The bigotry of the Trump administration is exactly what pushes Michael, 30, who lives in Pennsylvania, to keep trying to engage people in conversation.

Trump’s inauguration was on his daughter’s first birthday. “She lives in a white conservative area, and she’s black — she looks black,” he says. “Trump just encourages racism and emboldens racists, and I have to figure out how to explain that to her.”

What Michael found hardest about the election was worrying about what his daughter’s future would look like as a result of a Trump presidency. “That’s my whole thought process: How can I reverse anything that that idiot does?”

But his anxiety over Trump’s effect on his daughter will not be taking place at family gatherings with the white, conservative relatives of his ex-girlfriend (his daughter’s mother).“She doesn’t spend any time with family members who are conservative,” he explains “I forbid it, and her mom and I agree on that. We don’t want our daughter to feel like she doesn’t fit in or have to feel that kind of hostility low-key.”
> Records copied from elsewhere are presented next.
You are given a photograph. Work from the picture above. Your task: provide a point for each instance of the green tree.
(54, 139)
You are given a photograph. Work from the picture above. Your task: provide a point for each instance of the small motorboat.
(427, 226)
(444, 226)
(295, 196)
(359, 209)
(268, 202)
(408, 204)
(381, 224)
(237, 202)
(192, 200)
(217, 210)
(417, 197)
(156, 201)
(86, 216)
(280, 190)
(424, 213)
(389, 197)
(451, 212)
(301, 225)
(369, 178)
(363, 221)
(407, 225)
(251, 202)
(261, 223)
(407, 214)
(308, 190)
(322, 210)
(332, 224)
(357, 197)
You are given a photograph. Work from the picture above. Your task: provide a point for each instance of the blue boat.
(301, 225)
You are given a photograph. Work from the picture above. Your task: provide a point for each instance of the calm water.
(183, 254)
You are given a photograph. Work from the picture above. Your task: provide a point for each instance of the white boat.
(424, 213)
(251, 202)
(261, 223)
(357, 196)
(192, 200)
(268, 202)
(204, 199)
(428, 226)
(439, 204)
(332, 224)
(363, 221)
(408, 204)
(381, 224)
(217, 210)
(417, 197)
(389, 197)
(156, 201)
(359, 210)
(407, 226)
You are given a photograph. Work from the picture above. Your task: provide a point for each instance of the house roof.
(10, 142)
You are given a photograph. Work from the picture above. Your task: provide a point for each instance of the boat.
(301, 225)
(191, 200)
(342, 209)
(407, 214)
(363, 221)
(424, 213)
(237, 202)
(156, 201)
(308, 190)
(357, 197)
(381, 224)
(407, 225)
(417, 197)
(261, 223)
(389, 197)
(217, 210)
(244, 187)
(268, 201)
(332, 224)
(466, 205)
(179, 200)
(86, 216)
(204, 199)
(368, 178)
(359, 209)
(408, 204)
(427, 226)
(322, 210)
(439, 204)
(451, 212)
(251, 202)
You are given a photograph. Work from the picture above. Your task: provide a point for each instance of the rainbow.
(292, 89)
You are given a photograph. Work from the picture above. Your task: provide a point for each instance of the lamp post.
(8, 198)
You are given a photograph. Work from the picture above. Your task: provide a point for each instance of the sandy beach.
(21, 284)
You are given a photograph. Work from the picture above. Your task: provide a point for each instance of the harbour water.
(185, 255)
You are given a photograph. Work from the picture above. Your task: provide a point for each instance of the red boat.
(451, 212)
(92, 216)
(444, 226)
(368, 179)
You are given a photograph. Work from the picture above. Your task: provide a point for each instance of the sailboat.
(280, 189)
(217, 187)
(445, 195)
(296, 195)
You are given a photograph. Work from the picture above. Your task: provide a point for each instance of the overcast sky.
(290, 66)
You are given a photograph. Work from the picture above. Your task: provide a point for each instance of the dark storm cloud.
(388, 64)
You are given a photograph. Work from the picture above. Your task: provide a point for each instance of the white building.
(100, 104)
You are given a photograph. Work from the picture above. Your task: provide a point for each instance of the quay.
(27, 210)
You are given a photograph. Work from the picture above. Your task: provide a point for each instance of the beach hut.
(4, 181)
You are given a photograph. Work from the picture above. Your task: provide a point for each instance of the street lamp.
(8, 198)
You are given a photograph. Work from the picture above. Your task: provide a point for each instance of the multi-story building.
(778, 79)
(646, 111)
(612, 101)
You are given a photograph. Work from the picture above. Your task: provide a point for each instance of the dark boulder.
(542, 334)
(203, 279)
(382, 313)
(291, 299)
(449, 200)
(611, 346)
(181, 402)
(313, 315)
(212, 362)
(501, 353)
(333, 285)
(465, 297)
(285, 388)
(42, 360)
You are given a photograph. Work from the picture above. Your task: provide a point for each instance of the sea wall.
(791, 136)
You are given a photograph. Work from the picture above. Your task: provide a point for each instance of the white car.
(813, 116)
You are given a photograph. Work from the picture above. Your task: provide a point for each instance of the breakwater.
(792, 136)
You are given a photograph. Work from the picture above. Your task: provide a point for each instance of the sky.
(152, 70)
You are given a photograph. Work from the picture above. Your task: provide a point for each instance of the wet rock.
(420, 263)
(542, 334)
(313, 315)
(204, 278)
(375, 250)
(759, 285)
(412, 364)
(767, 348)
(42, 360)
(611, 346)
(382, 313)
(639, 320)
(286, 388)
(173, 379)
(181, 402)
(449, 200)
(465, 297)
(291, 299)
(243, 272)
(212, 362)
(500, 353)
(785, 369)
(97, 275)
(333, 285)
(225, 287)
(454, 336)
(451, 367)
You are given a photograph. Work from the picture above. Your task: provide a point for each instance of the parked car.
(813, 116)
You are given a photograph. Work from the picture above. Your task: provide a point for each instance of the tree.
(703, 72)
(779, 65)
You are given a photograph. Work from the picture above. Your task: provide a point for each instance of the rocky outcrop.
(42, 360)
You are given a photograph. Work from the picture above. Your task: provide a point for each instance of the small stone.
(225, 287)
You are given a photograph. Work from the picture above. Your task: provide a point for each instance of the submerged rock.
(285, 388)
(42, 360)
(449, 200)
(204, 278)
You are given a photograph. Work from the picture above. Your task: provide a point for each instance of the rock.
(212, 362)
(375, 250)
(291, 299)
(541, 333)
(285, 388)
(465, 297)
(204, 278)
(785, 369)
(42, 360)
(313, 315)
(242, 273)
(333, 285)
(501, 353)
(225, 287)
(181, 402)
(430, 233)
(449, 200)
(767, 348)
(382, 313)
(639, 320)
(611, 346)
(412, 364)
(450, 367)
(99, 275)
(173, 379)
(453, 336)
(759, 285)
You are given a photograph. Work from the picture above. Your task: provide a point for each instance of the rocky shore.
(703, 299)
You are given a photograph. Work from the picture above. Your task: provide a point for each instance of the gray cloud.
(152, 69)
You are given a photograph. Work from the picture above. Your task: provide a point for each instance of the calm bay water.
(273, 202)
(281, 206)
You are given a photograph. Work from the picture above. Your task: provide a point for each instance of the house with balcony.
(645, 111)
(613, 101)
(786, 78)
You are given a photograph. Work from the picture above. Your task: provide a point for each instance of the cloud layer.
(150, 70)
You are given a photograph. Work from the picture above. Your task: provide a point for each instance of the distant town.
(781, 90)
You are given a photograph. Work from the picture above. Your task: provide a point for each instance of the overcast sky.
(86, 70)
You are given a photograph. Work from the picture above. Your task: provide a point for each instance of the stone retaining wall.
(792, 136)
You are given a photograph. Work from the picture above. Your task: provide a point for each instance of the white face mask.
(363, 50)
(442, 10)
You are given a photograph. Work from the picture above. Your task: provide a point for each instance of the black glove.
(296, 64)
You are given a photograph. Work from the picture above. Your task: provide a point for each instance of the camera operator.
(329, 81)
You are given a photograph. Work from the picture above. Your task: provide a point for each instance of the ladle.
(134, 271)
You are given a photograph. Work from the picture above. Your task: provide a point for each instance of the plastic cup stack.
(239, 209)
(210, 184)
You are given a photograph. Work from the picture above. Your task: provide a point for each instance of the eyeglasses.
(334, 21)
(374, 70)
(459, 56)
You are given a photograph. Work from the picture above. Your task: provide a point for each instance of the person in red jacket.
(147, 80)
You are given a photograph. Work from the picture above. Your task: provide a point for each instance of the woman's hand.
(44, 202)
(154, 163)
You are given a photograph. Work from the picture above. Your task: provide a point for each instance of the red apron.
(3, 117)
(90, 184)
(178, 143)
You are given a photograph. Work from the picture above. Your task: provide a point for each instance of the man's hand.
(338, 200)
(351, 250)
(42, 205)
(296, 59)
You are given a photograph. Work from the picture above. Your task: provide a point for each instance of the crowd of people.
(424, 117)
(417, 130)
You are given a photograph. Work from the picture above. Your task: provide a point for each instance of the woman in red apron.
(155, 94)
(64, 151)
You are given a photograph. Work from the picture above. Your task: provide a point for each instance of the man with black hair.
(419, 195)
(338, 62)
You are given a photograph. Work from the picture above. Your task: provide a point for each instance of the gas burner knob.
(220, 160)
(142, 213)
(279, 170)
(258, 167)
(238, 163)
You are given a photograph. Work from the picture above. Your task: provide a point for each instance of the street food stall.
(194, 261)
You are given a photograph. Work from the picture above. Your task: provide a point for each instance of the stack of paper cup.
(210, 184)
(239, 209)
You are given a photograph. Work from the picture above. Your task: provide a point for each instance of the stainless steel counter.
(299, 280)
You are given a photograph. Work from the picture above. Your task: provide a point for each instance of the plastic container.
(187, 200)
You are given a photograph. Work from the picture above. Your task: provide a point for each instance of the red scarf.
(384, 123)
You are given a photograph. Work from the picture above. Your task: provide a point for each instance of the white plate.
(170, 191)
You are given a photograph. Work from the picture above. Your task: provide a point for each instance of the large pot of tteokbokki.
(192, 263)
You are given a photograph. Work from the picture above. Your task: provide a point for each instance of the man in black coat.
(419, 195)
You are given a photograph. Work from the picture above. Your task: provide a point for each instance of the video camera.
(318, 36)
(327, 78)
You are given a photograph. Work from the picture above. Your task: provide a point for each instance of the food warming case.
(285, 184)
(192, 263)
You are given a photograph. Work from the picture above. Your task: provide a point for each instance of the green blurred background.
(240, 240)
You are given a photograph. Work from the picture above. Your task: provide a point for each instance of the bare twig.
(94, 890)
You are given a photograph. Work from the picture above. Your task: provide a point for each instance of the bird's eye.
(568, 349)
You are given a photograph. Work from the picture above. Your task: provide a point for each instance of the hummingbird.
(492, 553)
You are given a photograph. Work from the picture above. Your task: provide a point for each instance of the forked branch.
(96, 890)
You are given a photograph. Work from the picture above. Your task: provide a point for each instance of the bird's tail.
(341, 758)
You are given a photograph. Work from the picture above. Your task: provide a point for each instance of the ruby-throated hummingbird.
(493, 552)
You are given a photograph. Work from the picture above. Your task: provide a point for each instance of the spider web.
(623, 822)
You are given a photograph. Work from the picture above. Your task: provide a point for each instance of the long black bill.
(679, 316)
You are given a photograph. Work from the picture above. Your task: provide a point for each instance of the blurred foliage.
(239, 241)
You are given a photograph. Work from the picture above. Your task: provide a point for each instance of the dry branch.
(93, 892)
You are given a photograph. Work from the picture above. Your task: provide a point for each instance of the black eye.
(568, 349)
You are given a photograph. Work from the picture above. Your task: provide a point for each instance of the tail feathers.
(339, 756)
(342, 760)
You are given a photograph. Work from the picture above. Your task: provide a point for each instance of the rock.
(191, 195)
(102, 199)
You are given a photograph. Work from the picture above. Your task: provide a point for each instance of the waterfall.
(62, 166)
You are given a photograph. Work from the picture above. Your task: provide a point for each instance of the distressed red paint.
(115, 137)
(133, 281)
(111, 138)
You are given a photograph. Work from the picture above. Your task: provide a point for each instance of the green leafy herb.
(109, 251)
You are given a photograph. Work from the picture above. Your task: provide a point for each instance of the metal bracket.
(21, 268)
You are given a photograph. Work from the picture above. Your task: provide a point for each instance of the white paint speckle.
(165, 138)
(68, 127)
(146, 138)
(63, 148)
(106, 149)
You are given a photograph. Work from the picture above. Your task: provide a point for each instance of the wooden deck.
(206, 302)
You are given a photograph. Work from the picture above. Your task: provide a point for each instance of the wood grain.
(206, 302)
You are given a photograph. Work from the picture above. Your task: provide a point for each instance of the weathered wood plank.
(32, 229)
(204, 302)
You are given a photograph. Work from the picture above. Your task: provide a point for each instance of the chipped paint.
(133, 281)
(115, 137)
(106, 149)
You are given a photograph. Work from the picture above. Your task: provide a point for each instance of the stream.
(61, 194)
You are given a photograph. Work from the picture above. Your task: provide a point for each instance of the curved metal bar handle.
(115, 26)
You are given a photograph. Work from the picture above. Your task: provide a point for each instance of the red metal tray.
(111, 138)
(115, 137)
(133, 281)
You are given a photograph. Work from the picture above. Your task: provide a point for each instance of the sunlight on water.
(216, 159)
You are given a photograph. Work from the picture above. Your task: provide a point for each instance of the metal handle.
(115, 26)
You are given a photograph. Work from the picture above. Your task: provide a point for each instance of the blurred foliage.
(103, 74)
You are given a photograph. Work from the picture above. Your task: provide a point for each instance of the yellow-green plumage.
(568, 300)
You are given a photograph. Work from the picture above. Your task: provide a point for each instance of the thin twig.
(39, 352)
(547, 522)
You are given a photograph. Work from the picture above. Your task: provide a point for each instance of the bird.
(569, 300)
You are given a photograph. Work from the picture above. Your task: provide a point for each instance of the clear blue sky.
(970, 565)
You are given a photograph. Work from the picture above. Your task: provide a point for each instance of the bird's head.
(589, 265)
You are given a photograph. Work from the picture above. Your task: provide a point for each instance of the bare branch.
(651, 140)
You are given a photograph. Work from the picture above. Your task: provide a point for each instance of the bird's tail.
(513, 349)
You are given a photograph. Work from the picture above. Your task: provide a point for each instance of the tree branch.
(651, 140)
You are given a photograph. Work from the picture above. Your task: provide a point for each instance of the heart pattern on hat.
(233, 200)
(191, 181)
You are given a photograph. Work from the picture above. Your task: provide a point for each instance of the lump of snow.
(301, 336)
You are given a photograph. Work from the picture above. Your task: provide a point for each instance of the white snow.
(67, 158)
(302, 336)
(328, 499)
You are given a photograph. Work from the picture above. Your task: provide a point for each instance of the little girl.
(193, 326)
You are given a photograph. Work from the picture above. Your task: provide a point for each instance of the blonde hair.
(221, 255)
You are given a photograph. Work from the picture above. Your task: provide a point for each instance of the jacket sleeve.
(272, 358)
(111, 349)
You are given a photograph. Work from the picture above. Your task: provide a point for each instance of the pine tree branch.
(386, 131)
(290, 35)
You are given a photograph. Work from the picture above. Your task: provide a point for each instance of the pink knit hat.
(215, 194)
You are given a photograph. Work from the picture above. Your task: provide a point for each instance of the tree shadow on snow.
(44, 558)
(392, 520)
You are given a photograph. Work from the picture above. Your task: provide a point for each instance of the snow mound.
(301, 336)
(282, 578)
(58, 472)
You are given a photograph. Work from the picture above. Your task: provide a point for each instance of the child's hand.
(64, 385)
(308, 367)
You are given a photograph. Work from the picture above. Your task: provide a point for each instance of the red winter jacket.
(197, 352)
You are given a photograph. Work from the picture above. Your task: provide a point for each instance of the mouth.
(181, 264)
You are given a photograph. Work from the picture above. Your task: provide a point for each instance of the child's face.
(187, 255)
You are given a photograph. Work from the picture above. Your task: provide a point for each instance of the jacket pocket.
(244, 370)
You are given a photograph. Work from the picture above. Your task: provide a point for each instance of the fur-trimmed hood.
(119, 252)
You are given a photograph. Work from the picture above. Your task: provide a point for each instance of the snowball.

Michael is usually out of earshot of his kid when he talks with people from the other side of the political spectrum. At this time last year, his family was living in a small, rural town. And even though he and his ex-girlfriend share most of their political beliefs, he says she would get too upset during most conversations about the state of the world. So in the lead-up to the election, he conducted most of his political debates at bars with the older, rural, white patrons.

“We had the same concerns: our families, good jobs,” he remembers about his fellow patrons. “If you bond with people on that part of it and then realize we’re humans and what we agree on, it’s easier to talk to people.”

Michael says that those conversations are even more necessary today as many people who voted for Trump may be starting to feel embarrassed and frustrated by his presidency — especially as we approach the midterm elections.


To be effective (and cordial!), meaningful political conversations with those around you have to start well before voting season — and since Thanksgiving falls right after elections, it’s about as far from the next voting season as you can get. But you have to set realistic boundaries. You have to know when, and where, and how those conversations should take place. A holiday table could be an apt scene for nuanced discussion, or it could lead to screaming, tears, hurled pies, and even more stubbornly entrenched political stances. Every family is different — unhappy in its own way!

My advice to you this Thanksgiving is simply: Read the room. The difficult conversations do have to happen, but they shouldn’t happen in the most difficult of settings.